Equation of hyperbola in standard form :
( x - h ) ^ 2 / a ^ 2 - ( y - k ) ^ 2 / b ^ 2 = 1
x ^ 2 - 4 y ^ 2 - 4 x - 8 y = 36
x ^ 2 - 4 x - 4 y ^ 2 - 8 y = 36
( x ^ 2 - 4 x ) - 4 ( y ^ 2 + 2 y ) = 36
The process involves completing the square separately for the x and y variables.
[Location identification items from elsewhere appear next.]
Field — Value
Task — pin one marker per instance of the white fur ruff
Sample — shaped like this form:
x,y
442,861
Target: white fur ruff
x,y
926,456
____________________________________
( x - 2 ) ^ 2 = x ^ 2 - 2 * x * 2 + 2 ^ 2
( x - 2 ) ^ 2 = x ^ 2 - 4 x + 4 Subtract 4 to both sides
( x - 2 ) ^ 2 - 4 = x ^ 2 - 4 x + 4 - 4
( x - 2 ) ^ 2 - 4 = x ^ 2 - 4 x
x ^ 2 - 4 x = ( x - 2 ) ^ 2 - 4
( y + 1 ) ^ 2 = y ^ 2 + 2 * y * 1 + 1 ^ 2
( y + 1 ) ^ 2 = y ^ 2 + 2 y + 1 Subtract 1 to both sides
( y + 1 ) ^ 2 - 1 = y ^ 2 + 2 y + 1 - 1
( y + 1 ) ^ 2 - 1 = y ^ 2 + 2 y
y ^ 2 + 2 y = ( y + 1 ) ^ 2 - 1
- 4 * ( y ^ 2 + 2 y ) = - 4 * [ ( y + 1 ) ^ 2 - 1 ]
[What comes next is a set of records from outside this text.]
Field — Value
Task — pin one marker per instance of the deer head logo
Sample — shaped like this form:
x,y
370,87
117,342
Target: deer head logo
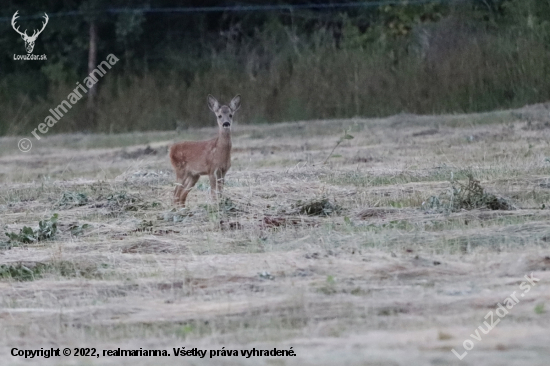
x,y
29,41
- 4 * ( y ^ 2 + 2 y ) = - 4 ( y + 1 ) ^ 2 + 4
__________________________
x ^ 2 - 4 x - 4 y ^ 2 - 8 y = 36
x ^ 2 - 4 x - 4 ( y ^ 2 + 2 y ) = 36
( x ^ 2 - 4 x ) - 4 ( y ^ 2 + 2 y ) = 36
( x - 2 ) ^ 2 - 4 - 4 ( y + 1 ) ^ 2 + 4 = 36
( x - 2 ) ^ 2 - 4 ( y + 1 ) ^ 2 = 36 Divide both sides by 36
( x - 2 ) ^ 2 / 36 - 4 ( y + 1 ) ^ 2 / 36 = 1
( x - 2 ) ^ 2 / 36 - 4 ( y + 1 ) ^ 2 / ( 4 * 9 ) = 1
( x - 2 ) ^ 2 / 36 - ( y + 1 ) ^ 2 / 9 = 1
To write the equation x^2 - 4y^2 - 4x - 8y = 36 in standard form, you need to rearrange the equation so that the x and y terms are grouped separately and the constant term is on the other side of the equation. The standard form of an equation is Ax^2 + By^2 + Cx + Dy + E = 0, where A, B, C, D, and E are constants.
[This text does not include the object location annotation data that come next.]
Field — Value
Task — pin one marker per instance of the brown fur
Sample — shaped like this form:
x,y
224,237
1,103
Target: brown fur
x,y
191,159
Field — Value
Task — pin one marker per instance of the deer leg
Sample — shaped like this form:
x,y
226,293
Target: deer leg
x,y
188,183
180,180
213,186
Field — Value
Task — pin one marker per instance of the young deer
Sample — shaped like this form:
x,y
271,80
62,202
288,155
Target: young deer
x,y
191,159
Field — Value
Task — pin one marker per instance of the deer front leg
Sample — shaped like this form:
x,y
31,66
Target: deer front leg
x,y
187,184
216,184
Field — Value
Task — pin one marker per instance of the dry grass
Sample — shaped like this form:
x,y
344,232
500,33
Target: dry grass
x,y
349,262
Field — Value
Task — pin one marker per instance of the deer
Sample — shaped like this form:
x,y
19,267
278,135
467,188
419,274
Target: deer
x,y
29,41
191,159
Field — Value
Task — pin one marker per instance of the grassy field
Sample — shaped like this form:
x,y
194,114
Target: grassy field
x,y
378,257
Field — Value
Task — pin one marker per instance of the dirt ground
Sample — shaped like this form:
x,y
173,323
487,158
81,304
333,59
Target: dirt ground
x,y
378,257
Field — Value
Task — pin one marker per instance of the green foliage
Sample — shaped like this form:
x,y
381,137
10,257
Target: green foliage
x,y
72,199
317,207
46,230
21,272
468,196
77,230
Here's a step-by-step process to convert the given equation into standard form:
1. Begin by moving the constant term (36) to the other side of the equation:
x^2 - 4y^2 - 4x - 8y - 36 = 0
2. Next, rearrange the x and y terms by grouping them separately:
(x^2 - 4x) - (4y^2 + 8y) - 36 = 0
3. Complete the square for the x and y terms individually:
For the x terms:
- Take half of the coefficient of x, which is -4, and square it: (-4/2)^2 = 4
- Add this value to both sides of the equation: (x^2 - 4x + 4) - (4y^2 + 8y) - 36 + 4 = 0
- Rewrite the x terms as a perfect square: (x - 2)^2 - (4y^2 + 8y) - 32 = 0
For the y terms:
- Take half of the coefficient of y, which is -8, and square it: (-8/2)^2 = 16
- Add this value to both sides of the equation: (x - 2)^2 - (4y^2 + 8y + 16) - 32 + 16 = 0
- Rewrite the y terms as a perfect square: (x - 2)^2 - 4(y + 2)^2 - 16 = 0
4. Finally, simplify and rewrite the equation in standard form:
(x - 2)^2 - 4(y + 2)^2 - 48 = 0
The equation x^2 - 4y^2 - 4x - 8y = 36 can be written in standard form as (x - 2)^2 - 4(y + 2)^2 - 48 = 0.